Stop things from getting worse and begin stabilisation

  • Sri Lanka has run out of foreign reserves and its debt is no longer sustainable. All independent analysis point to an inability to meet debt repayments, even leading up to the international sovereign bond of US $ 1 billion maturing in July 2022.  
  • Ill-conceived decisions to use scarce foreign reserves and the overreliance on short-term credit lines such as swaps have caused extreme damage to the domestic economy. This has aggravated the current shortages and pain felt by all Sri Lankans. 
  • Sri Lanka also runs the risk of runaway inflation.
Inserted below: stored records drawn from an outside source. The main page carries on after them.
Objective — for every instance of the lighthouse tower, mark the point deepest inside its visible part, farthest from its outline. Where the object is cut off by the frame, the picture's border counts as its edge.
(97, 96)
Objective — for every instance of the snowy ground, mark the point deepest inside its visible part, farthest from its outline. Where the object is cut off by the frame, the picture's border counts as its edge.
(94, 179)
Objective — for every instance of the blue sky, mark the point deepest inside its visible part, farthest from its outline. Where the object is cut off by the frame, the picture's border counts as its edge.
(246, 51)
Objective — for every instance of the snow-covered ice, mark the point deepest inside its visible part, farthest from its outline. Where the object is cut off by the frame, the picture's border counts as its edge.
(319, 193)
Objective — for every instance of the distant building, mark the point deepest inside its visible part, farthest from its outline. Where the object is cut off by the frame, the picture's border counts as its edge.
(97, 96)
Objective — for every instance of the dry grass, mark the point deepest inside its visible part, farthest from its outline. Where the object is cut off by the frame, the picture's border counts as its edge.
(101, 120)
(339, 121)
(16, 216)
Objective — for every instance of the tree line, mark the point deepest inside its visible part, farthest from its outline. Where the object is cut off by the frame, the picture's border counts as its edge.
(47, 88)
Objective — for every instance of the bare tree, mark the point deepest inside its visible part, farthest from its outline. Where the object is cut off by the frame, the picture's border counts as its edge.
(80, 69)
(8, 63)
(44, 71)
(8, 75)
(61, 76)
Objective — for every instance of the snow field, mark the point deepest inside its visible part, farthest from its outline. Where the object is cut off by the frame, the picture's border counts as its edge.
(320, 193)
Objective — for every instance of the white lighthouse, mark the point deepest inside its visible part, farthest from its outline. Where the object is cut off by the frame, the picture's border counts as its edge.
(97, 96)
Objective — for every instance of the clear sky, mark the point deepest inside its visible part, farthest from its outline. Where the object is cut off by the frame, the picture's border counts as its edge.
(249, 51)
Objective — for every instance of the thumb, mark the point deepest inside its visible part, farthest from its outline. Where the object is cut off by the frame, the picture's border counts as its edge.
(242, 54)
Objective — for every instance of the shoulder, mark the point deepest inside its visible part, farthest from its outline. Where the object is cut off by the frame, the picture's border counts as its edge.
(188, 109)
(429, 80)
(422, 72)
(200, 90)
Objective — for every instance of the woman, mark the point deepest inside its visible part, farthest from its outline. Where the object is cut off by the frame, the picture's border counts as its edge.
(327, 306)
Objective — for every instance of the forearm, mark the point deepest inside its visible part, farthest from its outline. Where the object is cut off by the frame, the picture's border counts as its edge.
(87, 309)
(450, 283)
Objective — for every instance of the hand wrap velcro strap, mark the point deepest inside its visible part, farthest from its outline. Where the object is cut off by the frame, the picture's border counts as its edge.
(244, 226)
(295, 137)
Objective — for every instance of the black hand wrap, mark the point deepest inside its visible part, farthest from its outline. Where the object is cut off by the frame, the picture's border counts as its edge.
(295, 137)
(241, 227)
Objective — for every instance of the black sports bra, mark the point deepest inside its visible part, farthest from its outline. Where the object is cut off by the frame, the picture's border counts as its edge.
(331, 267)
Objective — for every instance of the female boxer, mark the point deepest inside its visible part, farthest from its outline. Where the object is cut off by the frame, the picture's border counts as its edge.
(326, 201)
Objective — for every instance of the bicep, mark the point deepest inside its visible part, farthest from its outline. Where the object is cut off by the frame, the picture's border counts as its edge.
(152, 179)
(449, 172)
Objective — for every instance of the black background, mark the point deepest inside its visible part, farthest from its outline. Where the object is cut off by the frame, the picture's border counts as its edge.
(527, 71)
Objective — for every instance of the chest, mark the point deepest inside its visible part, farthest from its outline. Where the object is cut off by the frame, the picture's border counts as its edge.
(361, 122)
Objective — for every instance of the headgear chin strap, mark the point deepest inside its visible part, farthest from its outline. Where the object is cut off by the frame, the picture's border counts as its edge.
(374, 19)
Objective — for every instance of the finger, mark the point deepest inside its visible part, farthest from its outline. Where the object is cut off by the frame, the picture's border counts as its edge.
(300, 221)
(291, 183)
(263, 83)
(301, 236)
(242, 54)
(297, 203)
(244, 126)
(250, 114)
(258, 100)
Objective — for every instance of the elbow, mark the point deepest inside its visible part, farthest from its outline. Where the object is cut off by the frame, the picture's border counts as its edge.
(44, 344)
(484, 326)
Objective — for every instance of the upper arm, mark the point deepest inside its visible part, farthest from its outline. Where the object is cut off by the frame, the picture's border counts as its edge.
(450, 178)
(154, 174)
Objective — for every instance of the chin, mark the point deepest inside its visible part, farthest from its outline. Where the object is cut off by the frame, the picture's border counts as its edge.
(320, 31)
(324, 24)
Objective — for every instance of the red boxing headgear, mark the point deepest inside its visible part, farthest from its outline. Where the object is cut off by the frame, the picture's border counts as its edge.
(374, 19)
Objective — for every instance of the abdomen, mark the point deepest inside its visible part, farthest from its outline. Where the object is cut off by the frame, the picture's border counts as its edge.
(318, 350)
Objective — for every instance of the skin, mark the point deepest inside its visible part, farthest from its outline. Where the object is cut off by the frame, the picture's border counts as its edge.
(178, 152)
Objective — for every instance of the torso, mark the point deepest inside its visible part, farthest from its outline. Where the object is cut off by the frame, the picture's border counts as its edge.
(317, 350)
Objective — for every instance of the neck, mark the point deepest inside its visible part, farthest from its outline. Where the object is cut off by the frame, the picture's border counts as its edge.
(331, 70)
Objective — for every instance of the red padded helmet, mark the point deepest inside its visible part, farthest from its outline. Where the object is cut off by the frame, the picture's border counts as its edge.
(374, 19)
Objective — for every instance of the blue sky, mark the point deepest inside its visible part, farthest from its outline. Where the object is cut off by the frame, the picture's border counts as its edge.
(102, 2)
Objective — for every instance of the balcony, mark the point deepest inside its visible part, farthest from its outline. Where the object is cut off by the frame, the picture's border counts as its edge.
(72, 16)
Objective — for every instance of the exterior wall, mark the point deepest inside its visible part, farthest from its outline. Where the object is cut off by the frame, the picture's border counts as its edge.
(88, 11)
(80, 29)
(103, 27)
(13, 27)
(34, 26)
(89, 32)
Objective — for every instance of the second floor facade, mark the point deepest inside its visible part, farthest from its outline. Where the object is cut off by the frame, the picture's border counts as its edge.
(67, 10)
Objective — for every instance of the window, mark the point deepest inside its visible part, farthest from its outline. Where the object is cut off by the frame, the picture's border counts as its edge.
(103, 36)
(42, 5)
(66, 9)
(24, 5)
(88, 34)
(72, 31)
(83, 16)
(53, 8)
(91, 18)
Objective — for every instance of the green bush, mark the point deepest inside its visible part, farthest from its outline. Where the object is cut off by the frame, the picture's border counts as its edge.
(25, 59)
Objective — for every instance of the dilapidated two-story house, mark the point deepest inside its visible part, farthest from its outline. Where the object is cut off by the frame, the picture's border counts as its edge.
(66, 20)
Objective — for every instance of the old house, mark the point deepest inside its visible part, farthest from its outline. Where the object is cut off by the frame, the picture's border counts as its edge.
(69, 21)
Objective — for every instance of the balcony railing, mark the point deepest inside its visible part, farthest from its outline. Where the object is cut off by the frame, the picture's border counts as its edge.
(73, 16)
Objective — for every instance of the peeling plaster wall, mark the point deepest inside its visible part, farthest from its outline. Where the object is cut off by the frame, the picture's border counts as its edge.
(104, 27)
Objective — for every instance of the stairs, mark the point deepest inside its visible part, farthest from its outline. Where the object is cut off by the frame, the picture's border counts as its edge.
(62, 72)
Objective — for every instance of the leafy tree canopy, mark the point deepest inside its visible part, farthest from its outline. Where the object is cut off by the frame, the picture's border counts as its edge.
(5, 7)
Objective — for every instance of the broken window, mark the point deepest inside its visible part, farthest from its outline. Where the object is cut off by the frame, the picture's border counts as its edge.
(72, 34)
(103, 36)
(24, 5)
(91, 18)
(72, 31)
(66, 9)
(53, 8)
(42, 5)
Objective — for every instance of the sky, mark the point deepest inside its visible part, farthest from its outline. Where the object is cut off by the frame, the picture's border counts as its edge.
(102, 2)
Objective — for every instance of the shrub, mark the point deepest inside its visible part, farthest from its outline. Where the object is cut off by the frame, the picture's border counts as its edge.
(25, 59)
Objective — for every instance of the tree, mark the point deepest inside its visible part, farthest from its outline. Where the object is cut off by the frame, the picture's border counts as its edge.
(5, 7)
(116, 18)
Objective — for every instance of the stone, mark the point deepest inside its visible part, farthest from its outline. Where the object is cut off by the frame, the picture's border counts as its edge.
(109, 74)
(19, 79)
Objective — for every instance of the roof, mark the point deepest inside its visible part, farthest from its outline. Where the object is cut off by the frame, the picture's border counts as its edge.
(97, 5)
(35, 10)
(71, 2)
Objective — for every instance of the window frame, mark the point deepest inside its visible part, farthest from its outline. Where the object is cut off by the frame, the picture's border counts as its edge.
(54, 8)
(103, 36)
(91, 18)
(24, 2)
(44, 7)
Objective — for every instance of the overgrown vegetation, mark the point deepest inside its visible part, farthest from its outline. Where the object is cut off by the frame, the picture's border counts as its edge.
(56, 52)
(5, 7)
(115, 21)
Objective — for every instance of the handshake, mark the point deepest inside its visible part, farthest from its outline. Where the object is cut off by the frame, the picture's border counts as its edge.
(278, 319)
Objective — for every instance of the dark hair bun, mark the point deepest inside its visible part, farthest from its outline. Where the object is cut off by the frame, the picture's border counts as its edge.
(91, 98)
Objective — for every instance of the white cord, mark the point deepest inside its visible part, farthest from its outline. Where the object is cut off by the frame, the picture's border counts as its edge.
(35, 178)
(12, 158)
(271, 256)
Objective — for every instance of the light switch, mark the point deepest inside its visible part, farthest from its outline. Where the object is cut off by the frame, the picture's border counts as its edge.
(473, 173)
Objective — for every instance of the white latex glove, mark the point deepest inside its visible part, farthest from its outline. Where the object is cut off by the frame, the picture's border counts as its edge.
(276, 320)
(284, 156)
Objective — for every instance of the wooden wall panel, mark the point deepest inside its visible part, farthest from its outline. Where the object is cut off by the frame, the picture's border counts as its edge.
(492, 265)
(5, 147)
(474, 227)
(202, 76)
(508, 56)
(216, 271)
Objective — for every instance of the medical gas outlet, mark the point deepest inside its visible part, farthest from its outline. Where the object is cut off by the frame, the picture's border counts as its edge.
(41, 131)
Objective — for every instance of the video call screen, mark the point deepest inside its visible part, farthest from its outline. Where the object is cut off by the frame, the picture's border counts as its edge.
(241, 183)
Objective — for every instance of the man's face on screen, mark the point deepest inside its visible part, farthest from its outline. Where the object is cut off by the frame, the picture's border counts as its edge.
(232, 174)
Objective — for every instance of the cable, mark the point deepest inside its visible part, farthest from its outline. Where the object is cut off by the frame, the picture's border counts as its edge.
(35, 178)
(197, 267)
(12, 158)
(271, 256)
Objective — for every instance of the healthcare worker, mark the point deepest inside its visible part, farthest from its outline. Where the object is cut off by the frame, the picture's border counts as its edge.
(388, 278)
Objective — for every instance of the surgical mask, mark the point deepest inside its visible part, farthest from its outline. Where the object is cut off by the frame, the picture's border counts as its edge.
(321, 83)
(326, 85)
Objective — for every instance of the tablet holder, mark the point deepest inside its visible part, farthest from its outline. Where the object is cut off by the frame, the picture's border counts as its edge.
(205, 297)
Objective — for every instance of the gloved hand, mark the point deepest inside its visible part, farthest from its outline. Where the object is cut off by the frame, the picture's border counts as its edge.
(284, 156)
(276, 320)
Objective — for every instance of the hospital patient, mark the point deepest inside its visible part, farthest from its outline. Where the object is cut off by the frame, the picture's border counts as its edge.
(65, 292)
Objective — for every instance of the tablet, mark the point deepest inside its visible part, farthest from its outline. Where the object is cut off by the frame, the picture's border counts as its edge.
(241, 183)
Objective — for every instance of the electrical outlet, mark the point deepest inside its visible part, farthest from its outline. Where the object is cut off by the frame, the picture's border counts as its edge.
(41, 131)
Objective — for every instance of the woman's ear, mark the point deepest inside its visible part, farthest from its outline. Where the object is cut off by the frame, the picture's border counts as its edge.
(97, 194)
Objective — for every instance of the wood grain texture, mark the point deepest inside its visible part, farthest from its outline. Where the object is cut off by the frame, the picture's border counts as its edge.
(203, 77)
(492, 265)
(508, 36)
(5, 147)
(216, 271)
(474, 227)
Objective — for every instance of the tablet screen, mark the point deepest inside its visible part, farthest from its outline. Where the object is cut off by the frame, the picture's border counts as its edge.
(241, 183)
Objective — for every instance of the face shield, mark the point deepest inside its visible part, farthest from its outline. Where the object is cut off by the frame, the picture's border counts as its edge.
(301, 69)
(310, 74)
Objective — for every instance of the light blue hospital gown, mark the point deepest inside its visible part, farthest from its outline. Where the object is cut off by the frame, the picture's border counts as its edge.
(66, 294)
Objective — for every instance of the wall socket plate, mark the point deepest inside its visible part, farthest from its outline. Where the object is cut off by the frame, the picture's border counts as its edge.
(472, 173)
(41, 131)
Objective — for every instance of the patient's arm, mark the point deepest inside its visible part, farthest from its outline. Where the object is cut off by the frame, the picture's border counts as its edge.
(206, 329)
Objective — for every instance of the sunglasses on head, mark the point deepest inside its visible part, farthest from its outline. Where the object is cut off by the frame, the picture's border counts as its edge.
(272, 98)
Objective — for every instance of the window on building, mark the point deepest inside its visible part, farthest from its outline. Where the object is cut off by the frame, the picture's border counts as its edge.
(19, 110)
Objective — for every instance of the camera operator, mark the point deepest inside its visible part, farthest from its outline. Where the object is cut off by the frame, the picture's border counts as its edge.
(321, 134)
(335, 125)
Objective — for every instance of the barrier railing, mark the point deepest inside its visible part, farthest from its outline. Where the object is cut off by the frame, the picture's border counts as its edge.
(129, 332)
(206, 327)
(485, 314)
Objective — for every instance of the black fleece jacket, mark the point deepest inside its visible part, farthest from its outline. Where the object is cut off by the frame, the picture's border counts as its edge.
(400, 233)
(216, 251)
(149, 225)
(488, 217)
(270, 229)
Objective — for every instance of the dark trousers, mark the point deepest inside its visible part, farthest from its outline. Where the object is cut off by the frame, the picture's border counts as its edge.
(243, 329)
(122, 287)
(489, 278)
Immediate action is necessary to stop prices spiralling out of control and to stop the value of the Sri Lankan rupee diminishing rapidly.
  • The short-term objective is to stop the worsening situation by entering into negotiations with our creditors and building confidence in the currency and economy overall. 
  • See Table 1 for the actions that will help mitigate the situation and must be executed immediately.

 

Urgent legislative reforms for medium-term economic stability  

  • We recommend the priority legislative reforms stated in Table 2 to build medium-term economic stability and restore credibility and confidence in the governance of public finances and monetary policy. 
  • However, to be effective, these changes require broader changes in the governance structure such as strengthening the independence of the judiciary, rule of law and the necessary checks and balances for each branch of government.  This would inevitably mean constitutional reform that addresses these issues in order for these legal changes to serve their intended purpose. 

 

Forging a national consensus on key economic reform areas

  • The main risk facing Sri Lanka in the coming weeks and months ahead is the fallout of the current political instability on the efforts at macro stabilisation. Political and policy stability is a necessary condition for economic stabilisation measures to succeed.
  • During the fiscal adjustment, budget cuts need to be prioritised in a way that doesn’t further burden vulnerable households already crippled by the current conditions. Any attempt to push through the reform programme without a clear and compelling articulation of the rationale, urgency and expected outcomes, will be unwise. 
  • Ensuring that an agreement with the IMF can be eked out with political consensus and as wide public acceptance as possible is crucial. Political parties must come together to agree on a common minimum programme to steer the economy out of the current crisis and towards macroeconomic stability. 
  • This consensus can then be extended to and reinforced by business chambers and think tanks.